In “Generating Financial Literacy: Exploring Personal Finance Information Discovery through Large Language Models and Short Form Content”, Emily Mross of Penn State University and Georgette Nicolosi of the Missouri University of Science & Technology point out that many technology platforms now encourage users to query their artificial intelligence tools for advice on a wide range of personal and professional issues. But do these tools provide good personal financial guidance? To explore the issue, the authors asked ChatGPT and CoPilot three common questions based on their experience working on financial literary issues with college students. They found the tools gave acceptable basic answers but did not encourage users to seek additional help from either financial or information professionals. Librarians may want to not only be aware of the limitations of these tools but also consider offering preemptive learning opportunities to their patrons focused on the pros and cons of these models.

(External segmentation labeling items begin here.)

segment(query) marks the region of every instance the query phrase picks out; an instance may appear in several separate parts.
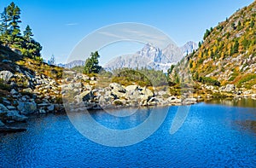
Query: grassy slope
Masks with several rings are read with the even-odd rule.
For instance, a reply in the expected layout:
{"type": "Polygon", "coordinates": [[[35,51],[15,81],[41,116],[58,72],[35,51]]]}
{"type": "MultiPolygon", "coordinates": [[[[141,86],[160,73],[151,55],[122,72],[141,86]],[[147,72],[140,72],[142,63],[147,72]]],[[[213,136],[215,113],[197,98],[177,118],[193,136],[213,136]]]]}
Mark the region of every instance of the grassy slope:
{"type": "Polygon", "coordinates": [[[256,84],[256,2],[214,27],[201,48],[184,58],[175,72],[209,77],[222,85],[256,84]],[[234,52],[236,43],[238,49],[234,52]],[[184,66],[184,67],[183,67],[184,66]]]}

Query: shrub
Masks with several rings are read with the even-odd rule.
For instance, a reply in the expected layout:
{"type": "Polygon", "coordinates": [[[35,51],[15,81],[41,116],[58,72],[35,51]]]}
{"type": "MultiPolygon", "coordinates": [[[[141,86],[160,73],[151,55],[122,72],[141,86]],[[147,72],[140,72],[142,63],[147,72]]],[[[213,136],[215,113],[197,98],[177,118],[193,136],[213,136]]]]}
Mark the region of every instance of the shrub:
{"type": "Polygon", "coordinates": [[[200,77],[199,78],[199,82],[205,83],[205,84],[213,84],[215,86],[220,86],[220,82],[218,82],[216,79],[211,78],[209,77],[200,77]]]}

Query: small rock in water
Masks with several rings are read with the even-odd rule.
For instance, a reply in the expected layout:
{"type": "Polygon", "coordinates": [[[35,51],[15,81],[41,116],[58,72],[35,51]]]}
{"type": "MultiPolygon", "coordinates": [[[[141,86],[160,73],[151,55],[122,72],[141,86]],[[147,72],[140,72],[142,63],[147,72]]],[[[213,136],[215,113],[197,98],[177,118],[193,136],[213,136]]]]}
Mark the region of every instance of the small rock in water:
{"type": "Polygon", "coordinates": [[[49,107],[47,107],[47,109],[49,111],[49,112],[53,112],[55,110],[55,105],[50,105],[49,107]]]}
{"type": "Polygon", "coordinates": [[[4,126],[5,125],[0,120],[0,127],[4,126]]]}

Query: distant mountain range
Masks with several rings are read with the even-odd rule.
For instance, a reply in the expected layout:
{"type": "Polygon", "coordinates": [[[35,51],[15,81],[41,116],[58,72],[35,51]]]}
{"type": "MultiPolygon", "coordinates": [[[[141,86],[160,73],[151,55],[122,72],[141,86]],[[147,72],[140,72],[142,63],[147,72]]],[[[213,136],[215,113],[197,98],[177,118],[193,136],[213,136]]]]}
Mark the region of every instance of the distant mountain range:
{"type": "Polygon", "coordinates": [[[151,43],[147,43],[136,54],[114,58],[103,67],[107,71],[122,67],[147,67],[149,69],[162,70],[166,72],[172,64],[176,64],[183,56],[192,53],[197,48],[198,46],[195,42],[188,42],[182,47],[177,47],[171,43],[163,49],[151,43]]]}
{"type": "Polygon", "coordinates": [[[82,60],[75,60],[73,61],[71,61],[67,64],[58,64],[57,66],[58,67],[66,67],[66,68],[68,68],[68,69],[71,69],[73,67],[79,67],[79,66],[84,66],[85,64],[85,61],[82,61],[82,60]]]}
{"type": "MultiPolygon", "coordinates": [[[[147,67],[149,69],[154,68],[155,70],[167,72],[172,64],[176,64],[183,56],[192,53],[193,50],[195,50],[197,48],[197,43],[195,42],[188,42],[182,47],[169,44],[163,49],[157,48],[151,43],[147,43],[136,54],[118,56],[108,62],[103,67],[107,71],[122,67],[147,67]]],[[[76,60],[67,64],[58,64],[58,66],[66,68],[73,68],[74,67],[84,66],[84,61],[76,60]]]]}
{"type": "Polygon", "coordinates": [[[175,81],[178,72],[189,79],[192,75],[194,81],[212,84],[218,80],[223,85],[256,89],[255,22],[256,1],[207,30],[201,47],[175,67],[171,78],[175,81]]]}

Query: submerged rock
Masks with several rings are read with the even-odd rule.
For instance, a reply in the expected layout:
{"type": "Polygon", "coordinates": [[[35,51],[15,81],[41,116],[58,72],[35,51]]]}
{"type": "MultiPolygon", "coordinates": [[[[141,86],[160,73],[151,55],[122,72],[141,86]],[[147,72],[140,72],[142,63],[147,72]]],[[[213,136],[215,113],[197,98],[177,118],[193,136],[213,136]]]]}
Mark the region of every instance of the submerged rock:
{"type": "Polygon", "coordinates": [[[4,126],[5,125],[0,120],[0,127],[4,126]]]}
{"type": "Polygon", "coordinates": [[[20,115],[18,110],[11,110],[9,111],[7,113],[7,119],[8,120],[14,120],[18,122],[26,121],[28,118],[25,115],[20,115]]]}
{"type": "Polygon", "coordinates": [[[3,104],[0,104],[0,117],[5,116],[7,113],[8,108],[3,104]]]}
{"type": "Polygon", "coordinates": [[[0,127],[0,132],[7,132],[7,133],[11,133],[11,132],[22,132],[26,131],[26,129],[25,128],[18,128],[18,127],[0,127]]]}
{"type": "Polygon", "coordinates": [[[23,114],[32,114],[37,112],[37,103],[36,102],[22,102],[18,101],[17,108],[23,114]]]}
{"type": "Polygon", "coordinates": [[[2,78],[5,82],[9,82],[9,79],[14,77],[14,74],[9,71],[1,71],[0,72],[0,78],[2,78]]]}

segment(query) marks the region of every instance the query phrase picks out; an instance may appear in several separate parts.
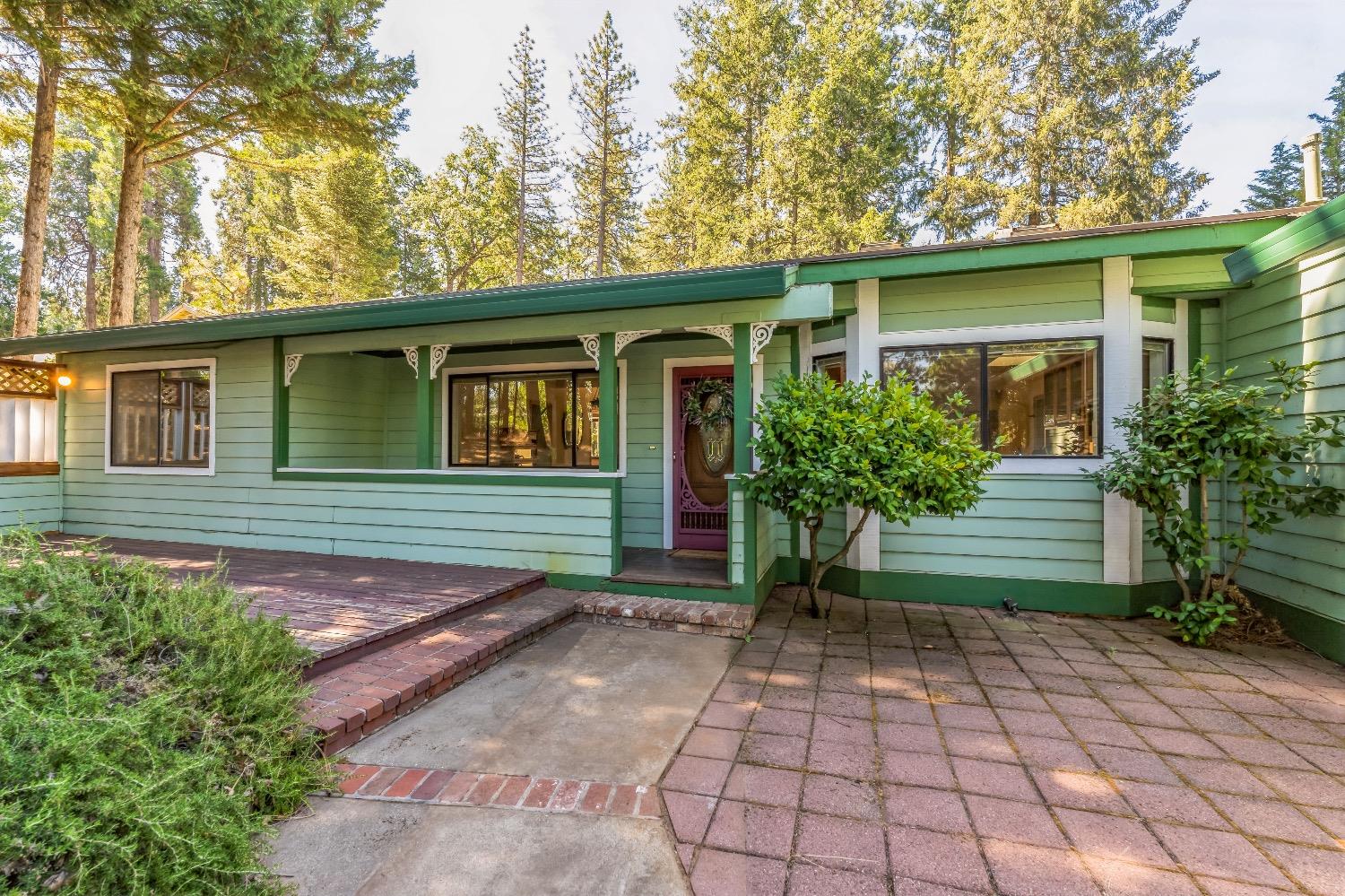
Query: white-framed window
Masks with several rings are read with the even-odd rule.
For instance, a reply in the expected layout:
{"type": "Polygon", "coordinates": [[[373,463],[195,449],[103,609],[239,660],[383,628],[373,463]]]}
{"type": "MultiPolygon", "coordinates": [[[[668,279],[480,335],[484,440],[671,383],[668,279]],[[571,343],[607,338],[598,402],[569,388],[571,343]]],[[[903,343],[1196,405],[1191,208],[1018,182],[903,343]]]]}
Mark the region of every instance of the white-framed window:
{"type": "Polygon", "coordinates": [[[615,474],[599,471],[597,369],[584,362],[441,367],[440,465],[433,471],[408,472],[624,478],[624,358],[617,359],[616,370],[615,474]],[[543,401],[547,394],[551,397],[543,401]],[[562,413],[553,417],[553,409],[562,413]],[[577,418],[572,410],[584,418],[577,418]]]}
{"type": "Polygon", "coordinates": [[[215,359],[109,365],[104,471],[215,474],[215,359]]]}

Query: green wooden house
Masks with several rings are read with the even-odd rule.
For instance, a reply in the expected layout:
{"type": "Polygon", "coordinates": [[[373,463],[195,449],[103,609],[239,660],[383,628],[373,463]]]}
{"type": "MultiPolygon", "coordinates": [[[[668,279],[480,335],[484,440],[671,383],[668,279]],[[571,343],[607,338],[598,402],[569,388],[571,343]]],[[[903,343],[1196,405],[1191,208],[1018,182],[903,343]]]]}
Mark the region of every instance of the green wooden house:
{"type": "MultiPolygon", "coordinates": [[[[1245,378],[1321,361],[1310,409],[1345,409],[1345,199],[0,342],[35,352],[69,385],[54,425],[36,400],[0,413],[0,441],[24,443],[0,456],[3,525],[736,603],[800,566],[799,533],[741,491],[755,402],[781,371],[905,371],[970,394],[1005,459],[964,518],[872,522],[830,584],[1131,615],[1169,593],[1166,566],[1081,470],[1201,354],[1245,378]],[[732,425],[691,425],[691,397],[732,402],[732,425]]],[[[1342,542],[1345,518],[1290,522],[1243,573],[1337,657],[1342,542]]]]}

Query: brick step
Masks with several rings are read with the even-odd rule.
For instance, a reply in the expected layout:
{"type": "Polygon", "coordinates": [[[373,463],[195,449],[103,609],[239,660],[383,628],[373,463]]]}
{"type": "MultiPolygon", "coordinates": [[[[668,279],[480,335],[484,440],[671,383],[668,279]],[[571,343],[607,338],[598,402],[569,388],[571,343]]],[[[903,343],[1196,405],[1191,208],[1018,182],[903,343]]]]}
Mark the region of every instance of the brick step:
{"type": "MultiPolygon", "coordinates": [[[[286,623],[300,643],[307,643],[317,658],[304,670],[304,678],[309,681],[320,679],[325,673],[343,667],[352,661],[386,650],[405,640],[412,640],[420,635],[436,631],[448,623],[476,616],[482,611],[516,600],[525,595],[545,588],[546,577],[538,573],[535,578],[492,589],[468,591],[457,599],[438,599],[430,601],[408,603],[405,611],[395,611],[387,607],[375,607],[370,619],[362,616],[358,604],[342,608],[342,622],[332,626],[330,611],[323,608],[313,623],[319,631],[305,631],[308,623],[304,622],[307,613],[303,608],[304,595],[286,597],[278,608],[269,605],[262,611],[272,616],[285,615],[286,623]],[[362,628],[367,631],[362,634],[362,628]],[[334,638],[336,643],[328,646],[323,639],[334,638]]],[[[254,604],[256,605],[256,604],[254,604]]]]}
{"type": "Polygon", "coordinates": [[[317,690],[305,720],[323,753],[350,747],[560,628],[578,597],[541,588],[320,670],[311,678],[317,690]]]}
{"type": "Polygon", "coordinates": [[[340,764],[338,794],[440,806],[491,806],[546,813],[659,817],[659,788],[542,775],[492,775],[445,768],[340,764]]]}

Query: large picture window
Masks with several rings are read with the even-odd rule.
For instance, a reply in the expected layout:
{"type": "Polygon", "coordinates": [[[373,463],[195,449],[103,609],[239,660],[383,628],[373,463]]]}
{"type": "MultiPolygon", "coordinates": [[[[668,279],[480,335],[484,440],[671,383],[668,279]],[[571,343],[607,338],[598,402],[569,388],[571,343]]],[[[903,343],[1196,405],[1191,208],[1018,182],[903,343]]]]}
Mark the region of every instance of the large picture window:
{"type": "Polygon", "coordinates": [[[599,465],[596,373],[453,377],[448,406],[451,465],[599,465]]]}
{"type": "Polygon", "coordinates": [[[882,350],[882,378],[904,374],[940,404],[955,393],[1006,457],[1100,453],[1098,339],[882,350]]]}
{"type": "Polygon", "coordinates": [[[210,468],[211,369],[109,371],[110,467],[210,468]]]}

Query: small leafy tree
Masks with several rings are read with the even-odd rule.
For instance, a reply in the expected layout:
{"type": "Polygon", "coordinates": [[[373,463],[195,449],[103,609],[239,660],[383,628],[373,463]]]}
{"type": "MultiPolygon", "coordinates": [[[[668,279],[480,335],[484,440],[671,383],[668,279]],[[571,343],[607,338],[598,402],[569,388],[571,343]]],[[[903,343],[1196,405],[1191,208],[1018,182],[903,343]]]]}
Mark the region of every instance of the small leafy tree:
{"type": "MultiPolygon", "coordinates": [[[[761,470],[746,479],[746,494],[808,530],[808,600],[819,613],[818,584],[850,550],[878,514],[909,526],[913,517],[955,517],[981,500],[981,480],[999,455],[981,447],[979,428],[950,402],[952,416],[904,378],[834,382],[823,374],[781,375],[775,396],[753,421],[752,448],[761,470]],[[858,525],[841,550],[818,557],[818,533],[827,511],[854,505],[858,525]]],[[[830,616],[831,609],[827,608],[830,616]]]]}
{"type": "Polygon", "coordinates": [[[1223,583],[1231,584],[1252,533],[1274,531],[1286,515],[1333,514],[1345,500],[1345,492],[1302,470],[1317,449],[1345,444],[1345,417],[1306,414],[1297,426],[1284,424],[1284,404],[1311,386],[1315,363],[1270,365],[1270,387],[1236,386],[1233,370],[1210,374],[1205,359],[1189,374],[1159,381],[1116,418],[1124,447],[1108,449],[1107,463],[1089,474],[1102,491],[1153,514],[1145,534],[1163,552],[1182,600],[1176,611],[1150,612],[1197,644],[1235,620],[1224,585],[1215,583],[1220,556],[1229,558],[1223,583]],[[1212,483],[1221,483],[1225,507],[1217,533],[1212,483]]]}

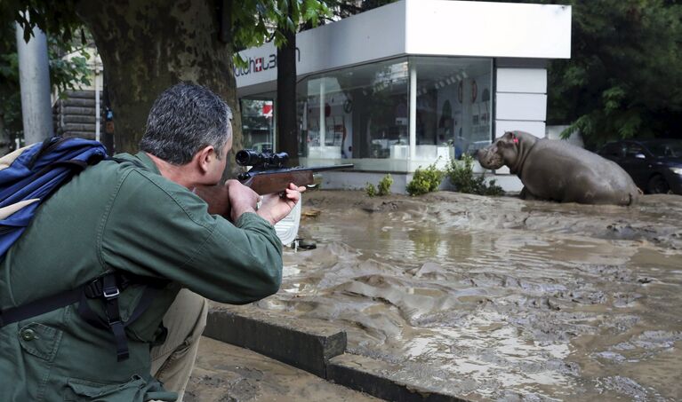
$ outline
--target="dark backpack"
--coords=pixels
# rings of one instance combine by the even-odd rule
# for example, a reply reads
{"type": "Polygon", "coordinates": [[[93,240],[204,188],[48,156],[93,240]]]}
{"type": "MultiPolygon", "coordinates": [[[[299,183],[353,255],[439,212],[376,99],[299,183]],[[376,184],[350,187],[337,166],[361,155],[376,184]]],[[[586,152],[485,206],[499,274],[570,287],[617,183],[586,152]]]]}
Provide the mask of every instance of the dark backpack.
{"type": "MultiPolygon", "coordinates": [[[[98,141],[58,137],[18,149],[0,159],[0,261],[24,233],[42,202],[74,175],[103,159],[120,162],[108,157],[106,148],[98,141]]],[[[81,318],[113,333],[116,357],[121,361],[128,358],[125,327],[144,312],[156,289],[164,285],[158,280],[122,272],[108,272],[76,289],[0,311],[0,327],[77,303],[81,318]],[[118,296],[132,283],[144,285],[146,290],[131,317],[123,322],[118,296]],[[103,300],[106,319],[90,309],[87,299],[103,300]]]]}
{"type": "Polygon", "coordinates": [[[54,137],[0,159],[0,259],[24,233],[41,202],[106,156],[98,141],[54,137]]]}

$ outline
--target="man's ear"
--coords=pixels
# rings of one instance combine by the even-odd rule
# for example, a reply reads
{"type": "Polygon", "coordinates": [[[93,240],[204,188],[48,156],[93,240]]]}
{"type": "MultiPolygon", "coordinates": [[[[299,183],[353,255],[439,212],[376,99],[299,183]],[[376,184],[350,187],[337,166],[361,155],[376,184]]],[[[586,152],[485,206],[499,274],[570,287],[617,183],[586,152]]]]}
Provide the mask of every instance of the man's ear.
{"type": "Polygon", "coordinates": [[[197,167],[202,173],[206,173],[209,171],[209,166],[211,162],[218,155],[215,153],[215,148],[213,148],[213,146],[206,146],[201,148],[201,150],[197,153],[197,156],[195,157],[197,167]]]}

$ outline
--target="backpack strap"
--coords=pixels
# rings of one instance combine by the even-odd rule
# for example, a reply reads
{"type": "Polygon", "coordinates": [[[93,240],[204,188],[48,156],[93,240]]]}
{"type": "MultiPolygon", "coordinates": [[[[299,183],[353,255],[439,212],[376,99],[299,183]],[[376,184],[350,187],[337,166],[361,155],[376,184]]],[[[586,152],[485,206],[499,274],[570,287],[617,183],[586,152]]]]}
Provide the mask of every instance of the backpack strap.
{"type": "Polygon", "coordinates": [[[116,347],[116,360],[125,360],[129,357],[125,327],[142,315],[151,304],[156,290],[165,284],[162,280],[144,279],[122,272],[108,272],[75,289],[0,311],[0,327],[78,303],[78,314],[87,323],[95,327],[111,330],[116,347]],[[132,283],[141,283],[145,289],[132,313],[124,322],[121,319],[118,297],[121,292],[132,283]],[[101,299],[104,302],[106,319],[90,308],[88,299],[101,299]]]}

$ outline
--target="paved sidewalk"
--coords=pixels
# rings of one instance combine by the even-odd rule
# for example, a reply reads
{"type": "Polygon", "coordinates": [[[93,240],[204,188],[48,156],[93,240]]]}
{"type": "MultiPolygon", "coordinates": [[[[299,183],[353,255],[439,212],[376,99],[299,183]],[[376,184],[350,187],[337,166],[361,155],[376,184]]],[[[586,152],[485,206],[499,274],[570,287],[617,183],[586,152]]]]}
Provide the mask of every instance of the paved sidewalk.
{"type": "Polygon", "coordinates": [[[202,337],[184,402],[376,402],[246,349],[202,337]]]}

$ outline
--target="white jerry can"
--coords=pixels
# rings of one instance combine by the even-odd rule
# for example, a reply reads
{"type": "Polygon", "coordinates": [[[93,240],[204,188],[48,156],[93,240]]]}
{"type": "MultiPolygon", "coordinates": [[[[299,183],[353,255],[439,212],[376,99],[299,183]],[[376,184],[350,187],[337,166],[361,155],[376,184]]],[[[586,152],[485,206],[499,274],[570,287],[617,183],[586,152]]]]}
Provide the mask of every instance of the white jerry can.
{"type": "Polygon", "coordinates": [[[303,202],[301,198],[296,202],[293,209],[285,217],[284,219],[275,224],[275,232],[277,233],[279,240],[284,246],[291,246],[299,233],[299,224],[301,224],[301,204],[303,202]]]}

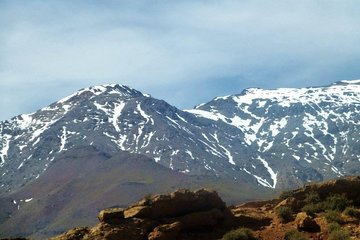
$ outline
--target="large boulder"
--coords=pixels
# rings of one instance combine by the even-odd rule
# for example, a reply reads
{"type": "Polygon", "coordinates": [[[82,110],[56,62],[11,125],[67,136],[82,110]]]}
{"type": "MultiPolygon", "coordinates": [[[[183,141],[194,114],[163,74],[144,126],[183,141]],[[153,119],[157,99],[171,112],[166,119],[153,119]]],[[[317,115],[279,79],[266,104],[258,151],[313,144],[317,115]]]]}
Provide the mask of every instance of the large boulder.
{"type": "Polygon", "coordinates": [[[173,218],[191,212],[225,209],[226,205],[215,191],[200,189],[195,192],[178,190],[170,195],[156,195],[140,201],[124,211],[125,218],[173,218]]]}
{"type": "Polygon", "coordinates": [[[104,223],[118,223],[124,219],[123,208],[110,208],[100,211],[98,215],[100,222],[104,223]]]}
{"type": "Polygon", "coordinates": [[[149,240],[173,240],[176,239],[182,230],[180,222],[163,224],[157,226],[149,235],[149,240]]]}

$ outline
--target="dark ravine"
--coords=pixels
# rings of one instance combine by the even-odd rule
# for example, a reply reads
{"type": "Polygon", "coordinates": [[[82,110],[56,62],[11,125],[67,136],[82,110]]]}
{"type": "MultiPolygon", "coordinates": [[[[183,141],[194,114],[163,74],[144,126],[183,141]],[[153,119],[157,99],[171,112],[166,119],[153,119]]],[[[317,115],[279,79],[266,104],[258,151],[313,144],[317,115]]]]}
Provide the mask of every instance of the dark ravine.
{"type": "Polygon", "coordinates": [[[169,169],[291,188],[359,174],[360,81],[246,89],[182,111],[122,85],[82,89],[0,123],[0,195],[78,146],[142,154],[169,169]]]}
{"type": "Polygon", "coordinates": [[[75,228],[52,240],[215,240],[226,239],[222,237],[227,232],[240,227],[249,228],[254,240],[321,240],[330,239],[334,232],[338,237],[332,239],[359,239],[360,199],[358,194],[354,194],[359,186],[360,177],[348,177],[289,191],[282,199],[231,207],[226,207],[218,194],[211,190],[178,190],[146,197],[124,209],[103,210],[96,226],[75,228]],[[329,207],[334,206],[326,202],[332,196],[346,199],[348,203],[344,209],[350,207],[353,211],[349,214],[344,209],[332,210],[339,216],[337,223],[328,217],[329,207]],[[313,214],[302,210],[314,201],[322,204],[323,209],[313,214]],[[292,211],[286,221],[284,215],[279,214],[279,209],[284,207],[292,211]]]}

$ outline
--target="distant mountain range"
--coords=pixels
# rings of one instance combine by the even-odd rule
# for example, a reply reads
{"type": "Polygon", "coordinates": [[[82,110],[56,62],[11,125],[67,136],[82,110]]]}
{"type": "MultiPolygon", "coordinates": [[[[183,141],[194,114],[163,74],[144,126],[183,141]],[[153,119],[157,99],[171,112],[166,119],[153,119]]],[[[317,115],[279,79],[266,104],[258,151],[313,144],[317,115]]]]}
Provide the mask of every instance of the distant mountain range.
{"type": "Polygon", "coordinates": [[[360,80],[249,88],[184,111],[127,86],[89,87],[0,122],[0,194],[39,178],[55,158],[84,146],[267,188],[359,174],[359,113],[360,80]]]}

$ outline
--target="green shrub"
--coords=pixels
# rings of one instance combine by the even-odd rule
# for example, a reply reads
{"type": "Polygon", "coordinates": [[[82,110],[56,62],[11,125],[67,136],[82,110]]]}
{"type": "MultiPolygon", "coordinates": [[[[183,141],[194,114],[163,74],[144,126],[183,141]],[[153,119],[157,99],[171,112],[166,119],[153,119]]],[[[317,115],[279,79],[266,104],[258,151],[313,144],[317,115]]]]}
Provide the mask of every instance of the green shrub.
{"type": "Polygon", "coordinates": [[[324,209],[344,211],[344,209],[352,204],[352,201],[346,198],[344,194],[334,194],[326,198],[324,209]]]}
{"type": "Polygon", "coordinates": [[[152,203],[152,195],[150,193],[145,194],[143,201],[145,206],[149,206],[152,203]]]}
{"type": "Polygon", "coordinates": [[[360,218],[360,211],[354,207],[345,208],[344,214],[349,217],[360,218]]]}
{"type": "Polygon", "coordinates": [[[293,212],[290,207],[282,206],[276,209],[276,214],[280,218],[281,222],[287,223],[293,220],[293,212]]]}
{"type": "Polygon", "coordinates": [[[226,233],[222,240],[257,240],[248,228],[239,228],[226,233]]]}
{"type": "Polygon", "coordinates": [[[328,210],[325,212],[325,219],[328,223],[341,223],[342,222],[342,218],[339,212],[337,211],[333,211],[333,210],[328,210]]]}
{"type": "Polygon", "coordinates": [[[346,229],[335,229],[329,234],[329,240],[350,240],[350,233],[346,229]]]}
{"type": "Polygon", "coordinates": [[[290,230],[285,233],[285,240],[306,240],[306,237],[304,237],[303,234],[301,234],[297,230],[290,230]]]}
{"type": "Polygon", "coordinates": [[[317,204],[321,202],[320,195],[317,192],[311,191],[306,194],[305,202],[308,204],[317,204]]]}
{"type": "Polygon", "coordinates": [[[279,198],[282,200],[285,200],[289,197],[293,197],[294,196],[294,191],[284,191],[282,193],[280,193],[279,198]]]}
{"type": "Polygon", "coordinates": [[[340,226],[340,224],[338,224],[336,222],[331,222],[328,225],[329,233],[331,233],[333,231],[336,231],[336,230],[339,230],[339,229],[341,229],[341,226],[340,226]]]}

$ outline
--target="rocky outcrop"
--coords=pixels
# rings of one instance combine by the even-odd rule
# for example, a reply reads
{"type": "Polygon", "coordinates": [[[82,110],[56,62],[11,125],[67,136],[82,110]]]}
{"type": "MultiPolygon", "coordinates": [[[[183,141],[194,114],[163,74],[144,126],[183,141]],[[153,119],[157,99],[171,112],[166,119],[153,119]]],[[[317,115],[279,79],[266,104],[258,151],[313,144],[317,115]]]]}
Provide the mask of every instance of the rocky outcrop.
{"type": "Polygon", "coordinates": [[[127,209],[102,210],[98,219],[94,228],[73,229],[53,240],[191,239],[192,233],[209,234],[217,228],[223,230],[214,236],[221,237],[233,215],[215,191],[200,189],[146,197],[127,209]]]}
{"type": "Polygon", "coordinates": [[[315,219],[305,212],[300,212],[296,215],[295,223],[297,225],[297,229],[300,231],[320,232],[319,224],[317,224],[315,219]]]}

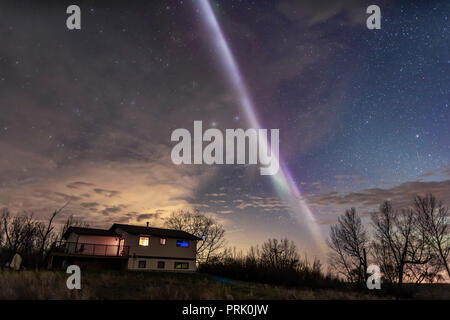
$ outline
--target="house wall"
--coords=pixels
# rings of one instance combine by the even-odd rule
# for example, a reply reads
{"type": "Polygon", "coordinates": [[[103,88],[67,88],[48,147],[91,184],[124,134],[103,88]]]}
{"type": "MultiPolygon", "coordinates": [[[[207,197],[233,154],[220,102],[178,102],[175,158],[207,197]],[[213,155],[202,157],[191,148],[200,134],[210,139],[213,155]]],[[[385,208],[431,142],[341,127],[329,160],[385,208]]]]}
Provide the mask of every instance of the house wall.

Finally, Benjamin Hall of the University of Southern California and Elizabeth Price of James Madison University share with us tips for pursuing cost sharing options in “Deal or no deal? Tips for cost sharing business data in higher education”. Tips include pursuing a greater understanding of when cost sharing makes sense, assessing potential challenges of cost sharing, building trust by being transparent about library operations, considering various cost sharing structure options including modular pricing, accounting for ‘soft costs’ and more. Memoranda of understanding (MOUs) are highlighted as an important relationship clarifying tool and essential components and even sample language are discussed and provided. Other logistical considerations include establishing a centralized documentation system, considering processes for renewal and remembering to regularly assess the partnership’s value. You will not want for tips, if you read this Tips article.

Thank you to our Section Editors, Copy Editors, Layout Editor and all our fabulous authors for making this issue possible!